Recently, this came up again. The student's topic is so special and closely related to my work, and the available faculty members know so little about the topic (can't even read the proper languagues), that I tried to insist a bit more strongly that I be included, even if only as an outside reader because it is exploitative, I think, to do this work without any attribution.  

What do others think?

Dora:
There usually is a way to appoint you as an unpaid adjunct. In my university, I have chaired dissertations and theses where there is an outside-of-university committee member. We have to file special paperwork to approve them, and they sign an agreement that notes that we aren't paying them a salary for the work (which really isn't fair -- I just try to do my fair share of outside work). Perhaps the committee chair doesn't know how to do this, or does not want to bother with the paperwork.

Tippi:
As far as I know, someone who is a faculty member at another school is often permitted to be an outside reader, but not always. Usually, outside readers are at the same school, but in a different department. Are you currently holding a full-time teaching or research appointment? If not, that may be a deal-breaker, otherwise it shouldn't be such a problem (maybe at one school, but not at all of them). For example, a woman in our field who holds a doctorate and who is the curator of a department at our city science museum is often on graduate-student committees in our academic department. She isn't a professor, nor is she at the university per se, but holds a full-time appointment. If she wasn't at the museum, but independent, I don't think that our rules would allow her to be on a committee. It wouldn't make any difference to the department, but the graduate school has arcane rules governing such things.

Shall remain nameless:
Thanks for sharing your experiences.  

Dora, it could well be that this particular program director does not know how to file the appropriate paperwork. But I will pass on the unpaid adjunct idea.
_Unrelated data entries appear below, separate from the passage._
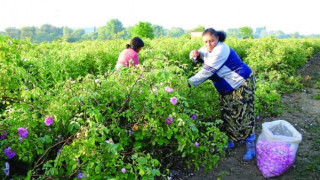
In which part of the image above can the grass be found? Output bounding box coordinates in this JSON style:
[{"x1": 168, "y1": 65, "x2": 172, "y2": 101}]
[
  {"x1": 313, "y1": 81, "x2": 320, "y2": 99},
  {"x1": 296, "y1": 121, "x2": 320, "y2": 179},
  {"x1": 316, "y1": 81, "x2": 320, "y2": 89},
  {"x1": 312, "y1": 94, "x2": 320, "y2": 100}
]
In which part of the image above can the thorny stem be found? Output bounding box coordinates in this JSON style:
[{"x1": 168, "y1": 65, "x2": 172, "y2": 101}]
[
  {"x1": 118, "y1": 71, "x2": 144, "y2": 114},
  {"x1": 32, "y1": 135, "x2": 76, "y2": 173}
]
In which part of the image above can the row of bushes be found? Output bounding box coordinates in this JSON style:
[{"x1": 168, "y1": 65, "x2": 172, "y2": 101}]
[{"x1": 1, "y1": 36, "x2": 320, "y2": 179}]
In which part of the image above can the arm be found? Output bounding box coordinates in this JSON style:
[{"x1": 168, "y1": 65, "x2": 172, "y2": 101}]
[
  {"x1": 188, "y1": 67, "x2": 214, "y2": 86},
  {"x1": 188, "y1": 43, "x2": 230, "y2": 87},
  {"x1": 189, "y1": 48, "x2": 205, "y2": 64},
  {"x1": 194, "y1": 55, "x2": 204, "y2": 63}
]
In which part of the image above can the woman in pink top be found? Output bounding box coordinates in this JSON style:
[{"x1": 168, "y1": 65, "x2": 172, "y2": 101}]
[{"x1": 115, "y1": 37, "x2": 144, "y2": 70}]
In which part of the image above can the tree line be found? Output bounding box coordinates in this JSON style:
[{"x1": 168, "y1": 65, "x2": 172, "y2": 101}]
[
  {"x1": 1, "y1": 19, "x2": 319, "y2": 44},
  {"x1": 0, "y1": 19, "x2": 185, "y2": 43},
  {"x1": 227, "y1": 26, "x2": 320, "y2": 39}
]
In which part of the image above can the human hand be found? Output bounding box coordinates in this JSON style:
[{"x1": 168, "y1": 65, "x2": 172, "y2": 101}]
[{"x1": 189, "y1": 50, "x2": 199, "y2": 60}]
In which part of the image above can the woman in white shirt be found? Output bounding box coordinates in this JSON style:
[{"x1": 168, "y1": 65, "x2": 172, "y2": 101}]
[{"x1": 189, "y1": 28, "x2": 256, "y2": 162}]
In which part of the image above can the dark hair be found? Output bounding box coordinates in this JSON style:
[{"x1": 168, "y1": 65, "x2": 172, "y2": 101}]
[
  {"x1": 126, "y1": 37, "x2": 144, "y2": 50},
  {"x1": 202, "y1": 28, "x2": 227, "y2": 42}
]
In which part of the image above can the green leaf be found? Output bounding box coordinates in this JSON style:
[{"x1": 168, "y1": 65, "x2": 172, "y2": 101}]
[
  {"x1": 95, "y1": 165, "x2": 102, "y2": 173},
  {"x1": 139, "y1": 168, "x2": 145, "y2": 176},
  {"x1": 137, "y1": 157, "x2": 148, "y2": 165},
  {"x1": 44, "y1": 135, "x2": 52, "y2": 144},
  {"x1": 134, "y1": 142, "x2": 143, "y2": 150},
  {"x1": 68, "y1": 121, "x2": 80, "y2": 133},
  {"x1": 22, "y1": 156, "x2": 29, "y2": 162},
  {"x1": 71, "y1": 164, "x2": 77, "y2": 171},
  {"x1": 166, "y1": 129, "x2": 173, "y2": 139},
  {"x1": 26, "y1": 170, "x2": 32, "y2": 180}
]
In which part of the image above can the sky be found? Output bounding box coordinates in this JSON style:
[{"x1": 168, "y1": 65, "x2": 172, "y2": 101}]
[{"x1": 1, "y1": 0, "x2": 320, "y2": 35}]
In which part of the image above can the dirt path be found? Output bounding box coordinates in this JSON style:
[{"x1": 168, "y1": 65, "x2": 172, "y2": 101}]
[{"x1": 187, "y1": 52, "x2": 320, "y2": 180}]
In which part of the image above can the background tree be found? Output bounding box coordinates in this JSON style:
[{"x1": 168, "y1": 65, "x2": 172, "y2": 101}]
[
  {"x1": 82, "y1": 31, "x2": 98, "y2": 40},
  {"x1": 152, "y1": 25, "x2": 166, "y2": 38},
  {"x1": 71, "y1": 29, "x2": 85, "y2": 41},
  {"x1": 124, "y1": 27, "x2": 133, "y2": 39},
  {"x1": 105, "y1": 19, "x2": 125, "y2": 39},
  {"x1": 131, "y1": 21, "x2": 154, "y2": 39},
  {"x1": 20, "y1": 26, "x2": 36, "y2": 40},
  {"x1": 0, "y1": 31, "x2": 6, "y2": 36},
  {"x1": 62, "y1": 27, "x2": 73, "y2": 37},
  {"x1": 269, "y1": 30, "x2": 289, "y2": 39},
  {"x1": 5, "y1": 27, "x2": 21, "y2": 39},
  {"x1": 254, "y1": 27, "x2": 267, "y2": 38},
  {"x1": 193, "y1": 25, "x2": 205, "y2": 31},
  {"x1": 97, "y1": 26, "x2": 107, "y2": 40},
  {"x1": 167, "y1": 27, "x2": 185, "y2": 37},
  {"x1": 308, "y1": 34, "x2": 320, "y2": 38},
  {"x1": 239, "y1": 26, "x2": 253, "y2": 39},
  {"x1": 291, "y1": 32, "x2": 301, "y2": 38},
  {"x1": 34, "y1": 24, "x2": 62, "y2": 43},
  {"x1": 96, "y1": 19, "x2": 125, "y2": 40},
  {"x1": 226, "y1": 28, "x2": 240, "y2": 38}
]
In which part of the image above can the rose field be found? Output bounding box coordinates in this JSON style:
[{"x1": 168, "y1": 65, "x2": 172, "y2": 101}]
[{"x1": 1, "y1": 36, "x2": 320, "y2": 179}]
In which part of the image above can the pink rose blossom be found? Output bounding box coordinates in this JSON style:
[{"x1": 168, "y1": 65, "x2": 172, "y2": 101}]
[
  {"x1": 195, "y1": 142, "x2": 199, "y2": 147},
  {"x1": 170, "y1": 97, "x2": 177, "y2": 105},
  {"x1": 4, "y1": 147, "x2": 15, "y2": 159},
  {"x1": 121, "y1": 168, "x2": 126, "y2": 173},
  {"x1": 77, "y1": 172, "x2": 85, "y2": 178},
  {"x1": 166, "y1": 117, "x2": 173, "y2": 125},
  {"x1": 165, "y1": 86, "x2": 174, "y2": 93},
  {"x1": 44, "y1": 116, "x2": 54, "y2": 126},
  {"x1": 0, "y1": 130, "x2": 7, "y2": 140},
  {"x1": 18, "y1": 128, "x2": 28, "y2": 138}
]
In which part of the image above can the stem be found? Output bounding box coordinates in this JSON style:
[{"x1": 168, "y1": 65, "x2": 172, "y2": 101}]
[
  {"x1": 32, "y1": 174, "x2": 71, "y2": 179},
  {"x1": 32, "y1": 135, "x2": 76, "y2": 173},
  {"x1": 118, "y1": 71, "x2": 144, "y2": 114}
]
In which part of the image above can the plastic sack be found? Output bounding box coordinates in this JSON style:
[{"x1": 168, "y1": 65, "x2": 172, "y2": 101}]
[{"x1": 256, "y1": 120, "x2": 302, "y2": 178}]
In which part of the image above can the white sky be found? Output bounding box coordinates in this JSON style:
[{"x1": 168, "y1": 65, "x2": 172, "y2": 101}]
[{"x1": 1, "y1": 0, "x2": 319, "y2": 35}]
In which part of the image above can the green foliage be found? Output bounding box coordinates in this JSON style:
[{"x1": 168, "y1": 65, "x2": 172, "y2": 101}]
[
  {"x1": 131, "y1": 22, "x2": 154, "y2": 39},
  {"x1": 3, "y1": 23, "x2": 320, "y2": 44},
  {"x1": 4, "y1": 27, "x2": 21, "y2": 39},
  {"x1": 239, "y1": 26, "x2": 253, "y2": 39},
  {"x1": 106, "y1": 19, "x2": 125, "y2": 38},
  {"x1": 61, "y1": 29, "x2": 86, "y2": 42},
  {"x1": 96, "y1": 19, "x2": 125, "y2": 40},
  {"x1": 152, "y1": 25, "x2": 166, "y2": 38},
  {"x1": 167, "y1": 27, "x2": 185, "y2": 38},
  {"x1": 193, "y1": 26, "x2": 205, "y2": 32},
  {"x1": 33, "y1": 24, "x2": 63, "y2": 43},
  {"x1": 312, "y1": 94, "x2": 320, "y2": 100},
  {"x1": 1, "y1": 36, "x2": 320, "y2": 179},
  {"x1": 20, "y1": 26, "x2": 36, "y2": 40}
]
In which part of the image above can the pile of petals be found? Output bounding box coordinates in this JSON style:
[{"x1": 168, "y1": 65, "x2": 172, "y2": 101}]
[{"x1": 256, "y1": 140, "x2": 296, "y2": 178}]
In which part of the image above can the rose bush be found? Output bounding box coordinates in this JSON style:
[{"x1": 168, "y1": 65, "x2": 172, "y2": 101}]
[{"x1": 1, "y1": 35, "x2": 320, "y2": 179}]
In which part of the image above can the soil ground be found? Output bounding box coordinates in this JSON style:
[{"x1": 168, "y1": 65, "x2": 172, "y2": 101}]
[{"x1": 184, "y1": 52, "x2": 320, "y2": 180}]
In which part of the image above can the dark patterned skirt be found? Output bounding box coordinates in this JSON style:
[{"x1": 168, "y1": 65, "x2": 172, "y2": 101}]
[{"x1": 219, "y1": 74, "x2": 256, "y2": 142}]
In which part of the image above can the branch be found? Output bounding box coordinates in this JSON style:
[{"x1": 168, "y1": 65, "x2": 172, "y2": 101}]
[
  {"x1": 1, "y1": 95, "x2": 42, "y2": 109},
  {"x1": 118, "y1": 71, "x2": 144, "y2": 114},
  {"x1": 32, "y1": 135, "x2": 76, "y2": 172},
  {"x1": 31, "y1": 174, "x2": 71, "y2": 179}
]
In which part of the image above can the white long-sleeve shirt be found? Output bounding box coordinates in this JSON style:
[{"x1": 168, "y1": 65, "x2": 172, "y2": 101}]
[{"x1": 188, "y1": 42, "x2": 252, "y2": 95}]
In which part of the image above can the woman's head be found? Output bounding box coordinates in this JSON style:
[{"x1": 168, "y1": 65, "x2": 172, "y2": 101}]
[
  {"x1": 127, "y1": 37, "x2": 144, "y2": 53},
  {"x1": 202, "y1": 28, "x2": 226, "y2": 52}
]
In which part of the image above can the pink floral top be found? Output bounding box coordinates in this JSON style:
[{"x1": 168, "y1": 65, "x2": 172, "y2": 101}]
[{"x1": 116, "y1": 48, "x2": 139, "y2": 67}]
Tippi, I do have a full-time teaching appointment, and my university and the students are in the same statewide public system, under the same board of regents.  

I would not mind so much, except that this has happened quite a number of times, and like Dora, I've served on committees where there were outside members, so I know that it can be done.

Tippi:
Shall Remain, that is truly odd! At least you know that much now. We have what we call "adjunct appointments" in our department, too -- these are not A.B.D. teachers or part-timer Ph.D.'s. They don't teach at all. They are people who are professors at various ranks in other departments and in other places (like the museum) whom we consider to be affiliated. They might be people that supervise student practicums or internships, even. They are as Dora says, unpaid, and purely for administrative purposes. Try that route.
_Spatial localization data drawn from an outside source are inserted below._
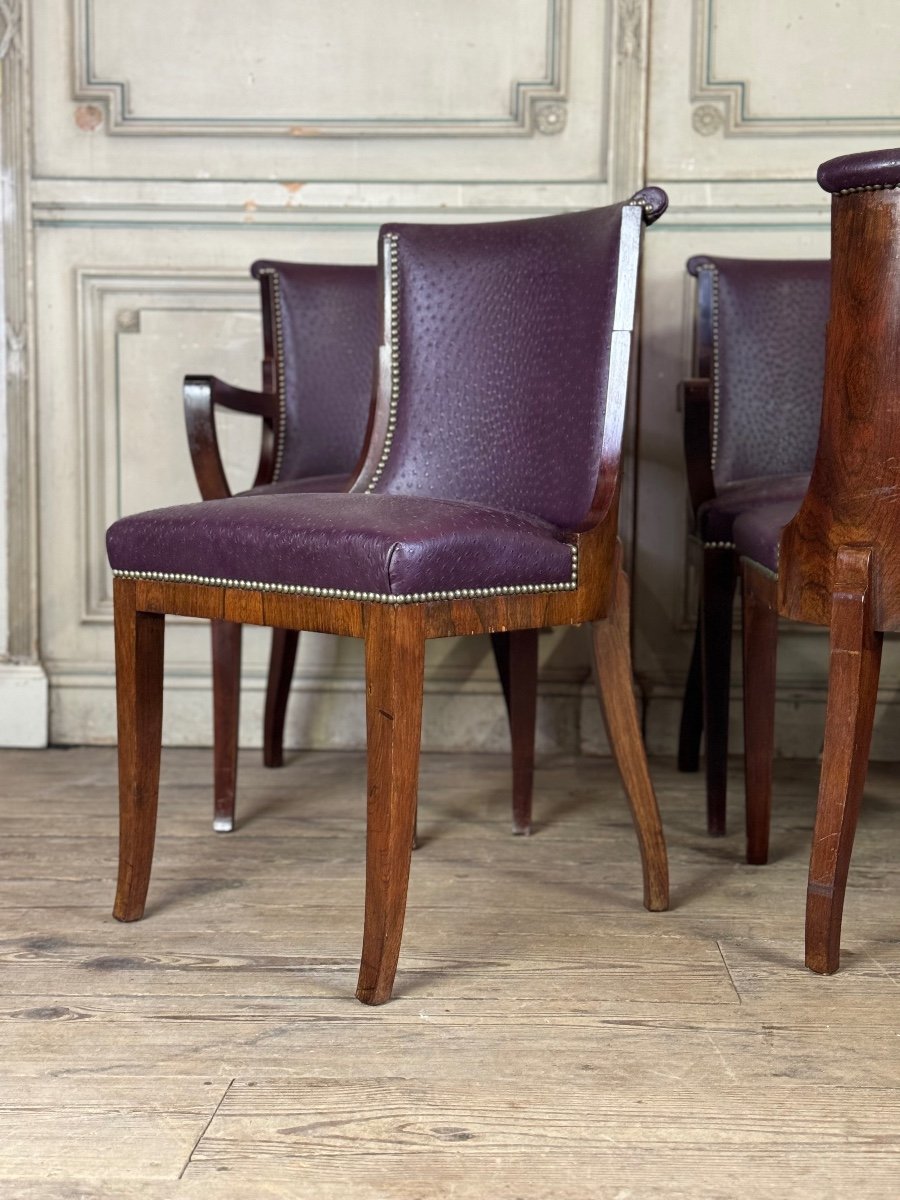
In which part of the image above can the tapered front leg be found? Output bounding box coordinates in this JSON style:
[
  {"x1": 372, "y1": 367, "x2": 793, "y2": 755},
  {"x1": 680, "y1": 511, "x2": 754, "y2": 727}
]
[
  {"x1": 113, "y1": 579, "x2": 165, "y2": 922},
  {"x1": 263, "y1": 628, "x2": 300, "y2": 769},
  {"x1": 806, "y1": 546, "x2": 882, "y2": 975},
  {"x1": 702, "y1": 547, "x2": 737, "y2": 836},
  {"x1": 741, "y1": 565, "x2": 779, "y2": 866},
  {"x1": 507, "y1": 629, "x2": 538, "y2": 835},
  {"x1": 211, "y1": 621, "x2": 241, "y2": 832},
  {"x1": 356, "y1": 605, "x2": 426, "y2": 1005},
  {"x1": 677, "y1": 614, "x2": 703, "y2": 772},
  {"x1": 591, "y1": 569, "x2": 669, "y2": 913}
]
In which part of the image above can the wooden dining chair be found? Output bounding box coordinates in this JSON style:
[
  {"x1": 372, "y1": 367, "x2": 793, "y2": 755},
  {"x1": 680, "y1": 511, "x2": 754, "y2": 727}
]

You may want to talk to someone in your personnel/human-resources area, anonymously, and see if there is an actual "reason" why there's a problem, and if there isn't, present the relevant people with a copy of the rules (it will be written in their degree requirements somewhere, probably buried). One other thought -- sometimes people in certain "traditions" in a discipline don't much like those in other related fields. For example, sociologists and anthropologists often don't approve of each other's methods for studying the same thing (not always, but sometimes). Or similarly, classical archaeologists and anthropological archaeologists, or historians and political scientists.

Is it possible that a chairman or other person just doesn't want a competiive "such-and-such" on their departmental committees?  I can sort of see this if I think of some well-known curmudgeons that I know at my university.